Türkiye’de test sayılarının yetersiz olduğunun altını çizen Üner, bazı kişilere de birden fazla test yapıldığını hatırlatarak, “Bunların ne kadarı hastalara, ne kadarı yurtdışına gidenlere, ne kadarı tarama amaçlı, ne kadarı futbol vb. amaçlı yapıldı? Test sayısının arttırılması ve temaslılara da mutlaka test yapılması gerekiyor ki ancak hastalık böyle kontrol altına alınabilir” diye konuştu.
‘İLAÇ TEDAVİSİNE BAŞLAMA YANLIŞ BİR UYGULAMA’
“Bakanlığın evde ilaç tedavisi yanlış bir uygulama. Vakalarda ilaç başlanıyor, temaslılarda da şikayet varsa başlanıyor. Bu ilaçlar kesin tedavi ilaçları da değil ve deneniyor. Verilen kişilerin iyi bir fiziksel muayeneden geçip, ilacın verilmesi lazım. İlaçların yan etkileri var”
‘TOPLUMDA GÜVENSİZLİK YARATIYOR’
“Vaka sayılarında en doğru bilgiyi vermesi gereken Sağlık Bakanlığı ve il yöneticileri farklı sayısı veriyor.
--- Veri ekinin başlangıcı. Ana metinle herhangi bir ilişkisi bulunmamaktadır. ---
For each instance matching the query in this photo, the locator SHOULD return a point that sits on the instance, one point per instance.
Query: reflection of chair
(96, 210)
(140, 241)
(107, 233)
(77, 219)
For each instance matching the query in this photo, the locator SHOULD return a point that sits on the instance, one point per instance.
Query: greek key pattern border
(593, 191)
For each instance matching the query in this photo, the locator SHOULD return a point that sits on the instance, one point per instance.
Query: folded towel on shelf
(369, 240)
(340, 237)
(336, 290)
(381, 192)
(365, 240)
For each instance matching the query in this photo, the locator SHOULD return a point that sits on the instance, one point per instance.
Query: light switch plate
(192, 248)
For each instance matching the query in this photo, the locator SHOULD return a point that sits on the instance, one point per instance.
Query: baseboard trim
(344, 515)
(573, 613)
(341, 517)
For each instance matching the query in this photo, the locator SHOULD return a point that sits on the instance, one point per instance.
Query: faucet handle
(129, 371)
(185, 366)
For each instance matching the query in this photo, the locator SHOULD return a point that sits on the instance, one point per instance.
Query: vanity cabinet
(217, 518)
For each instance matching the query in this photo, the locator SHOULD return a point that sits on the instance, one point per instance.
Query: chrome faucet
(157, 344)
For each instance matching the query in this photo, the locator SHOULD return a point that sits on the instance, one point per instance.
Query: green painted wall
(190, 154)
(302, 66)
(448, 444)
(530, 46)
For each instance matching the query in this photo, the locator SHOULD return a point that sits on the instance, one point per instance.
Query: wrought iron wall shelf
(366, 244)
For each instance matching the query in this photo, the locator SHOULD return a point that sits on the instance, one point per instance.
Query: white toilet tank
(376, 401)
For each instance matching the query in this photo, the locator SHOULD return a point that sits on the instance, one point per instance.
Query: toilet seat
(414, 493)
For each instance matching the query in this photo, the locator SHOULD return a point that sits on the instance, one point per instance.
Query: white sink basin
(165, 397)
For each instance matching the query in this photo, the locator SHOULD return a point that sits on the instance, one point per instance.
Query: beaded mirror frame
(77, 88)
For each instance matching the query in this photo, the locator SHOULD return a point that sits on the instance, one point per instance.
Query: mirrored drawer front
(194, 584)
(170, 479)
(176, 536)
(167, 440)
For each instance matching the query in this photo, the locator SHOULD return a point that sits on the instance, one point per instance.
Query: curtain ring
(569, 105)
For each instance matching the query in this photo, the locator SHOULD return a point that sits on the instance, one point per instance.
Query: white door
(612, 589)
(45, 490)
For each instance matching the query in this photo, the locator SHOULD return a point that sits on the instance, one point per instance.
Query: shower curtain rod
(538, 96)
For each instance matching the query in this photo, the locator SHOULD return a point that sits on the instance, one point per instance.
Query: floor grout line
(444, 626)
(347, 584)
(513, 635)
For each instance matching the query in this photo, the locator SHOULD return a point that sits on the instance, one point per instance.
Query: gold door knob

Bakanlığın verileri il il, ilçe ilçe paylaşmalı. İl yöneticileri doğru bilgiyi paylaşamıyorlarsa orada bulunmamalı. Söyledikleri doğruysa Bakanlık kendi verilerini düzeltmeli. Bu toplumda güvensizlik yaratıyor.”
‘OKULLAR AÇILMALI’
“Öğrencinin okula gelirken, okulda, eve giderken nasıl davranacağı konusunda iyi bir bilgilendirmeye ihtiyaç var. Veli, personel ve öğrenci ne yapması gerektiğini bilecek. Okulda fiziksel mesafenin sağlanması lazım. Sınıftaki öğrenci sayısı ve kapalı alanda bulundukları sürenin azaltılması lazım ve müfredatta değişiklik gerekecek. Maske, su, sabun ve dezenfekten sağlanmalı, bu anlamda da okullar bütçenin verilmesi gerekiyor.”
‘İL YÖNETİCİLERİ İNİSİYATİF ALMALI’
Pandeminin ilerleyen süreçleri için sokağa çıkma yasağının gündeme gelmesiyle ilgili de konuşan Üner, bütün Türkiye de değil ama yerel yöneticilerin kendi bölgelerine ilişkin kararlar alması gerektiğini kaydederek, “İl yöneticileri önlemler konusunda inisiyatif almalı” dedi.